Aydınlığı pozitif olanın bir örneği olarak kabul edelim. Hayvanların ve diğer tüm canlıların da bir ‘çalışma’ sergilediğini söylemiştik. Şimdi ise ışık, fayda ve çalışmak kavramları arasında bağlantılar kuracağız. Tüm canlılar alemi bir ‘çalışma’ sergilediği için, bu bağlantıları kurarken canlılar alemi, besin zinciri ve karbon döngüsü gibi kavramlardan faydalanacağız. Okurun bu kavramlar hakkında bilgisi olduğunu varsayarak devam ediyorum. Besin zinciri hakkında bilgi edinmek isteyenler bu yazıdan faydalanabilir.
Işık ve Canlılık
Işık, Güneş’ten gezegenimize ulaşır. Işığın enerjisini ilk olarak fotosentez yapan bitki ve mikroskobik canlılar kullanır. Bitkilerin ürettiği besini otçul ve hepçil canlılar yer. Etçil canlılar otçul canlıları yer. Doğada çürümeyi sağlayan canlılar ile birlikte bu döngü tamamlanır.

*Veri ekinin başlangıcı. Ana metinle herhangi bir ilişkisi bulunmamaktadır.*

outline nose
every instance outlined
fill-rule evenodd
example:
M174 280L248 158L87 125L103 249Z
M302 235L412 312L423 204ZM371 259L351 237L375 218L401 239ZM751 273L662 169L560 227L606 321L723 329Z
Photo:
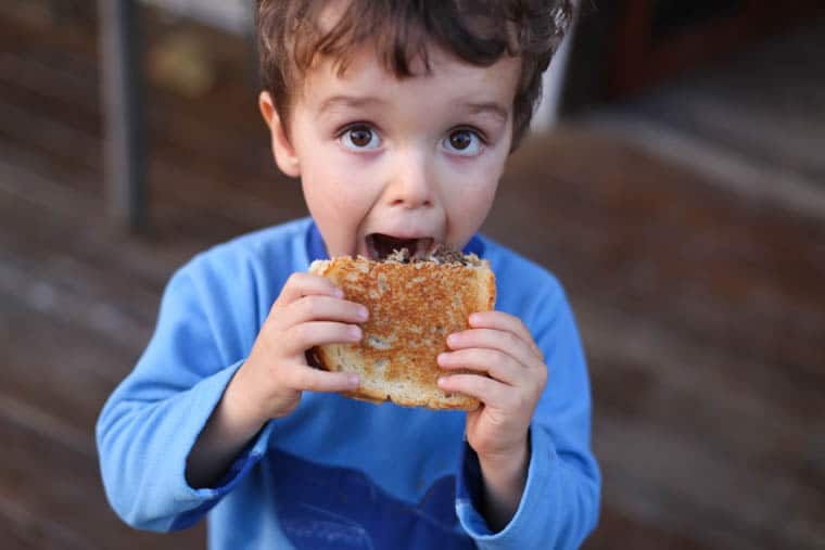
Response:
M431 161L426 153L418 151L398 155L386 189L390 206L416 209L435 204L436 188Z

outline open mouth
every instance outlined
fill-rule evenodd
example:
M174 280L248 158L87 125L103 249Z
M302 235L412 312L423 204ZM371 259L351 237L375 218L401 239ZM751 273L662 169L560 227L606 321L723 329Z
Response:
M423 258L433 245L433 239L421 236L415 239L399 239L383 233L370 233L367 235L367 253L369 259L383 260L396 251L407 250L412 258Z

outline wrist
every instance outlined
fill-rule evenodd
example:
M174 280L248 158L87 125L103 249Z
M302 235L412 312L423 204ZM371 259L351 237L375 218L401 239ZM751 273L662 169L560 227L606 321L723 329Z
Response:
M251 437L269 418L264 412L265 407L261 405L255 385L251 384L244 367L242 364L229 381L218 407L223 409L228 427Z
M530 463L530 443L525 436L524 439L505 451L479 452L479 465L481 466L484 477L495 476L496 478L515 481L519 477L526 477L526 470Z

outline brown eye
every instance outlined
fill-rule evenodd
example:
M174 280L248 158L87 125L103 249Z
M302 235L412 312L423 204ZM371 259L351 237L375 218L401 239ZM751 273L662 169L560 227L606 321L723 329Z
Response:
M472 136L467 130L457 130L449 135L449 144L453 149L464 151L472 143Z
M369 126L353 126L341 136L341 142L350 149L376 149L380 143L378 135Z
M484 141L473 129L460 128L452 130L442 141L442 146L460 156L475 156L481 153Z

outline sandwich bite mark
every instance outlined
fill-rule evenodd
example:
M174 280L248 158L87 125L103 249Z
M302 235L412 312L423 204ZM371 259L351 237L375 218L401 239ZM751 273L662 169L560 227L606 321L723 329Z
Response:
M369 259L381 261L396 251L406 248L414 258L423 258L427 256L434 240L431 236L419 238L399 238L384 233L370 233L366 238L367 254Z

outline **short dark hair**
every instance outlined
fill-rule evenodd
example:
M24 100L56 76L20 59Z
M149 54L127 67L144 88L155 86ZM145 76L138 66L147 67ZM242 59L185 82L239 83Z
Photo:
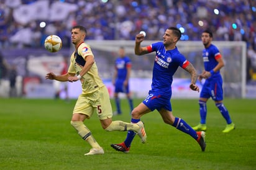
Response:
M181 37L181 32L180 29L177 29L176 27L170 27L168 28L168 29L173 30L174 35L177 36L178 40L180 40L180 37Z
M213 32L210 30L209 29L205 30L203 32L203 33L204 32L209 34L209 35L210 35L210 37L213 38Z
M83 26L81 26L81 25L76 25L76 26L73 27L73 28L72 28L72 29L79 29L79 30L81 30L81 31L85 32L85 34L87 34L86 29L85 27L83 27Z

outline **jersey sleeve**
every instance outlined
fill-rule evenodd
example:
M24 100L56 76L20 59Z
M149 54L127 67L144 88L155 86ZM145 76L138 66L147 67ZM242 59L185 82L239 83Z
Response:
M215 46L213 48L213 53L214 53L215 60L217 60L217 59L221 58L221 55L219 51L219 49Z

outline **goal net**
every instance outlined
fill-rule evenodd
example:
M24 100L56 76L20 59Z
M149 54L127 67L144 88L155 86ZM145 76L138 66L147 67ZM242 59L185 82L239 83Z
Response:
M142 46L153 43L144 41ZM107 85L111 96L113 87L112 76L114 61L118 56L121 46L125 48L126 53L132 61L132 74L130 80L131 92L134 97L145 97L150 89L152 71L155 53L142 56L134 54L134 41L127 40L86 40L95 56L99 72ZM217 47L223 57L225 66L221 69L223 78L223 89L225 97L244 98L245 96L246 44L244 42L213 42ZM179 42L179 51L183 53L195 67L199 74L204 69L202 50L204 48L200 41ZM173 77L172 85L173 98L196 98L198 92L189 89L190 74L179 68ZM198 81L197 84L201 87Z

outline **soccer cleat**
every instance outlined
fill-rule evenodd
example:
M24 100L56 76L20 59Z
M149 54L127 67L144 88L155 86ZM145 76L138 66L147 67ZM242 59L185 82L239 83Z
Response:
M227 133L235 128L235 124L232 123L231 124L227 125L227 126L226 127L225 129L222 131L222 132Z
M144 123L143 122L140 121L137 124L140 127L138 132L136 132L138 134L140 138L140 141L142 143L145 143L147 141L147 134L146 132L145 131L144 128Z
M196 132L198 138L196 140L198 144L200 145L202 151L204 151L205 148L206 148L206 143L205 142L205 132L203 131Z
M97 148L91 148L89 150L89 152L88 153L85 154L85 156L88 155L94 155L94 154L104 154L104 150L102 148L99 149Z
M206 124L198 124L198 125L192 127L192 128L196 131L206 131Z
M111 147L113 148L115 150L123 153L129 153L129 151L130 150L130 147L126 147L124 142L119 144L111 144L110 145L110 146L111 146Z

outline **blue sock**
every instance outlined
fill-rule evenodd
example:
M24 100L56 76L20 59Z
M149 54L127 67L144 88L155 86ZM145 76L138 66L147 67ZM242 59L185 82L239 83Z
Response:
M195 140L198 138L198 134L196 133L196 132L194 131L189 125L188 125L185 121L180 118L175 117L175 120L174 121L172 126L176 127L176 129L190 135Z
M225 119L227 123L231 123L232 120L229 116L229 111L227 111L227 109L226 108L225 105L224 105L223 103L216 104L216 105L219 109L223 117Z
M128 98L128 102L130 105L130 112L132 112L132 110L134 110L134 104L132 104L132 99L130 98Z
M140 119L132 119L130 120L130 122L133 123L136 123L139 122L140 122ZM129 148L130 146L130 144L132 143L135 135L136 133L135 133L135 132L132 130L128 130L126 139L124 140L124 144L126 144L126 147Z
M207 114L206 102L199 100L199 105L200 108L199 109L200 117L201 117L200 123L206 124L206 114Z
M118 114L121 114L121 109L120 108L120 99L119 97L115 98L116 110Z

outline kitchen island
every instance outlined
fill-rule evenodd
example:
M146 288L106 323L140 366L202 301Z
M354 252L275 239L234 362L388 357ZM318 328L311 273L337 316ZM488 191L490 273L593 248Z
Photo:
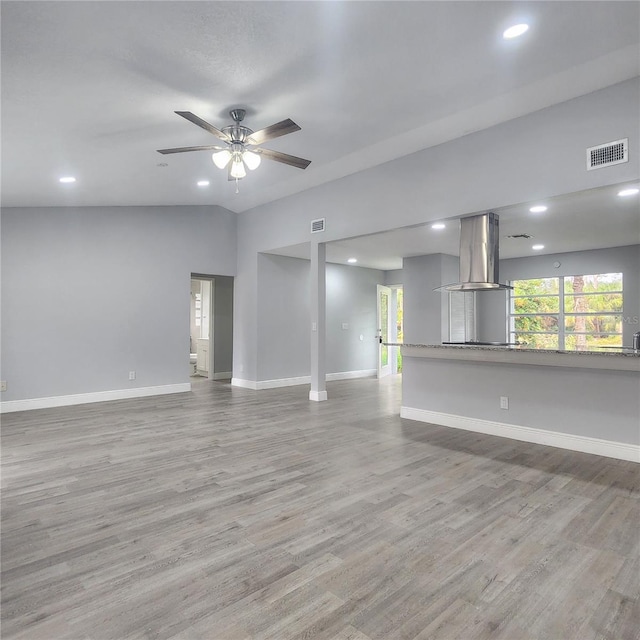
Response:
M640 355L403 344L403 418L640 462Z

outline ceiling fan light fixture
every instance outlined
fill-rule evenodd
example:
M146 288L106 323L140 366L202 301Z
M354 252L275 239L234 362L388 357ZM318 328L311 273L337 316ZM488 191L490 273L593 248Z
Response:
M232 178L239 180L240 178L244 178L247 175L247 172L244 168L244 162L242 162L242 158L234 158L231 163L231 171L230 175Z
M211 159L218 169L224 169L229 164L229 160L231 160L231 154L227 149L223 149L212 154Z
M245 151L242 154L242 159L251 171L257 169L260 166L260 162L262 160L262 158L260 158L260 156L253 151Z

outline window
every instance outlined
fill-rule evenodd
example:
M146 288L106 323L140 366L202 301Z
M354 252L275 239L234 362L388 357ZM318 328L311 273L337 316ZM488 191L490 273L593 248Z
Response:
M511 284L511 342L566 351L622 346L621 273L514 280Z

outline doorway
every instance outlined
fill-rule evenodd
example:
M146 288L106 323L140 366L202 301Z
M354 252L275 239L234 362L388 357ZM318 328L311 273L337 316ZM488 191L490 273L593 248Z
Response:
M189 375L231 379L233 362L233 278L191 275Z
M402 285L381 285L378 289L378 378L402 372L400 347L385 343L401 343L403 338Z

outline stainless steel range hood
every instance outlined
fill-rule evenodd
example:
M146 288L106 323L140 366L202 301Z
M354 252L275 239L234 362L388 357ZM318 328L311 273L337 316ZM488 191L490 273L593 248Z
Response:
M498 282L498 220L495 213L460 220L460 281L434 291L513 289Z

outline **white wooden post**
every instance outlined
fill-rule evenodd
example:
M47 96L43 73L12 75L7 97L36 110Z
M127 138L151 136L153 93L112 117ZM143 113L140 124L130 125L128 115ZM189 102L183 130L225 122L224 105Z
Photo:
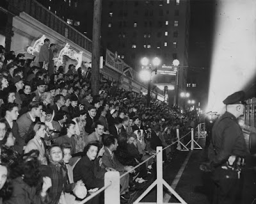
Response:
M194 150L194 129L191 129L191 150Z
M156 152L159 152L156 155L157 162L157 204L163 204L164 198L163 189L163 147L157 146Z
M176 129L176 134L177 134L177 138L178 138L178 144L177 145L177 149L178 150L180 150L181 146L180 146L180 130L179 129Z
M108 171L105 173L105 185L112 183L105 190L105 204L120 204L120 173L118 171Z

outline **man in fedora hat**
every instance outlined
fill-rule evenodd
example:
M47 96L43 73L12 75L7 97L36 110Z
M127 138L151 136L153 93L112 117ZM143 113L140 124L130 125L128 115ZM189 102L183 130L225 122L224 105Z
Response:
M244 114L245 94L236 92L223 100L226 112L212 128L211 163L202 170L214 170L215 191L213 203L239 203L242 181L241 172L247 154L244 137L237 118Z

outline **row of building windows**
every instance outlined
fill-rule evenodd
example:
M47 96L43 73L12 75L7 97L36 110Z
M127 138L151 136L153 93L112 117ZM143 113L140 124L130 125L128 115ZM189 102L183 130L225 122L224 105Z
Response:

Kısaca besin zincirini özetlemiş olduk. Peki tüm bunları “fayda” ve “emek” kavramlarıyla ne bağlantısı var?
Öncelikle besin zinciri hakkında çok önemli bir detaya dikkatinizi çekmek istiyorum: Tüm bu süreç Işık ile başladı! Işık; Aydınlığı, yani pozitif olanın en bariz örneğini yaratıyor… Böylece geriye kalan sürecin tamamı ise Işığın, Aydınlığa yani pozitif enerjiye, bir dönüşümünden ibaret oluyor!
Hayvanlar ve diğer tüm canlılar da bir “çalışma” ve emek harcama hali içerisinde. Her canlı da bu çalışma, yaşam mücadelesi ile, genel anlamda diğer tüm canlılara fayda sağlıyor. Bitkiler otçulları besliyor, otçullar etçilleri besliyor, etçiller otçul nüfusunu kontrol altında tutuyor, çürükçüller ise tüm ölülerin çürüyerek toprağa karışmasını ve israfın önlenmesini sağlıyor.
Şimdi anladık ki tüm çalışma ve emek hali aslında ışığın dönüşümü/devir daimi/yolculuğundan ibaret! Aslında, insan hariç, tüm canlılar yegane işleri olarak, doğanın ve canlılığın devamını sağlıyor ve doğanın düzenini devam ettiriyor. Böylece Işığın Yolculuğu devam ediyor…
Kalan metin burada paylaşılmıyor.